Moreover, in order to get the classification, we would have to show that equivalence classes of projective representations (for some suitable notion of equivalence- what does equivalence mean here?) are in one-to-one correspondence with equivalence classes of central extensions (here we know what equivalence means). How would one write down this bijection?

Using the above, we can conclude that equivalence classes of projective representations are in one-to-one correspondence with equivalence classes of central extensions of $G$ by $\mathbb{C}^{\times}$, which in turn is in bijective correspondence with $H^2(G,\mathbb{C}^{\times})$, which would conclude the proof.

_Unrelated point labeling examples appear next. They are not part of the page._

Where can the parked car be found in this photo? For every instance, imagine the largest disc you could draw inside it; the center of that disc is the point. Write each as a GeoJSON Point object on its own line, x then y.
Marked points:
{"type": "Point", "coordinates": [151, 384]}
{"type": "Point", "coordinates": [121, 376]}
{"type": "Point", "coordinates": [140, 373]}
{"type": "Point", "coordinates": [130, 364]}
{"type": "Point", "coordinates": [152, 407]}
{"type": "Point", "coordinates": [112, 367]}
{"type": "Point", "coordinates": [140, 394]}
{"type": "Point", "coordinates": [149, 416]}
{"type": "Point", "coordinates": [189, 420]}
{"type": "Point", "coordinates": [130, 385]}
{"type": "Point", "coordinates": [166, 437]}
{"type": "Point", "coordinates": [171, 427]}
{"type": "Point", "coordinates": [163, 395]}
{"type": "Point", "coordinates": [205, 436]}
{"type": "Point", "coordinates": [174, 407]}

Note that I have been told that there doesn't exist a bijection between the two following sets:

\begin{equation} \text{ProjRep}:=\{\theta:G \to \text{PGL}(V)| \theta \; \; \text{is a group homomorphism} \} \; \; \text{and} \; \; H^2(G,\mathbb{C}^{\times}). \end{equation} This is why I am looking for a bijection between $H^2(G,\mathbb{C}^{\times})$ and equivalence classes of $\text{ProjRep}$ under a suitable equivalence relation.